Kegigihan dan ketulusan para warga Desa Baringeng atas segala hal yang dilakukan membawa keberkahan. Dikatakan otonom, karena kemandirian pangan dan keberlangsungan hidup bermasyarakat mampu mereka penuhi. Dari kemandirian tersebut, pada masa kejayaan kerajaan-kerajaan besar di Sulsel, Baringeng enggan untuk dipimpin melainkan harus diayomi.

Ketika satu kerajaan, misalnya kerajaan Bone ingin menekan mereka, maka Datu (pemimpin) Baringeng menegaskan wilayahnya berpindah untuk menjadi bagian kerajaan Soppeng. Begitu pun seterusnya, ketika kerajaan Soppeng mulai menekan, mereka bergeser menjadi bagian wilayah kerajaan Wajo. Bahkan, Baringeng pun pernah menjadi bagian dari kerajaan Gowa sebagai ujung selatan Sulawesi.

Tidak hanya tentang sejarah itu, jika sedang hadir pada Assorajang atau berkunjung ke Saoraja Desa Baringeng kapan saja, maka cerita rakyat yang menunjukkan kebesaran sang pencipta dapat didengarkan. Tentang Ma’Dara Takku (berdarah biru).

Konon di Desa Baringeng, ada seorang pemuda sebatang kara (tak memiliki nama) yang menjadi anutan masyarakat dalam kerja-kerja bercocok tanam. Dia pandai melihat rasio bintang dan mengetahui kapan serta seperti apa langkah-langkah menanam tumbuh-tumbuhan yang baik, sehingga terhindar dari hama atau yang dapat merusak tanaman. Dari keahlian itulah, Baringeng dapat menjadi lumbung pangan dan otonom pada masanya.

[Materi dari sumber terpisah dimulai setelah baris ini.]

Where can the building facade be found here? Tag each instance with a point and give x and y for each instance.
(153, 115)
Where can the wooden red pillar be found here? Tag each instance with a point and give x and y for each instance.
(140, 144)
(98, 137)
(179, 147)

Hanya saja, pemuda tersebut menderita penyakit kulit.

Namun, di balik kondisi tubuhnya yang kurang baik itu terdapat keberkahan tersembunyi dari Sang Pencipta. Berkah dari karakter sabar dan tidak gegabah dalam melakukan sesuatu yang dimilikinya.

Keberkahan itu bermula, pada masa Batara Guru di Tanah Luwu (saat ini Kabupaten Luwu) mencarikan suami untuk anak semata wayangnya. Batara Guru tinggal memiliki anak satu karena anak pertama mereka meninggal ketika dilahirkan. Namun, kala dikuburkan tiba-tiba kuburannya lesap dan berganti menjadi sepohon padi. Hal itu kemudian di suku Bugis ada prosesi adat untuk yang dikenal dengan nama Sangiang Seri (ratu padi).

Lalu anak kedua Batara Guru pun mengalami hal serupa, usai dilahirkan meninggal dan kuburnya tiba-tiba lesap, dari hal itu juga dikenal dengan adanya Pammana Tana (dewa tanah).
Anak perempuan Batara Guru yang masih hidup tersebut berbeda.

Dia tumbuh dan menjadi gadis cantik nan rupawan, tetapi ia memilik perbedaan dengan manusia lainnya karena memiliki darah biru. Hal itu diketahui Batara Guru saat anaknya mengalami menstruasi untuk yang pertama kalinya. Namun, darah yang keluar bukan berwarna merah. Berangkat dari hal itu, Batara Guru berpesan bahwa anaknya harus menikah dengan laki-laki yang memiliki warna darah yang sama.

Pada suatu waktu, tibalah masa di mana anak Batara Guru dewasa hendak dinikahkan. Para prajurit terbaik Tana Luwu dikumpulkan, mereka kemudian diberi perintah untuk menuju ke Kerajaan Bone, Wajo, Soppeng, dan Gowa untuk mencari lelaki yang juga berdarah biru. Sebab, dari bahasa kalbu Batara Guru bahwa ada satu laki-laki yang juga memiliki darah yang sama dengan anaknya.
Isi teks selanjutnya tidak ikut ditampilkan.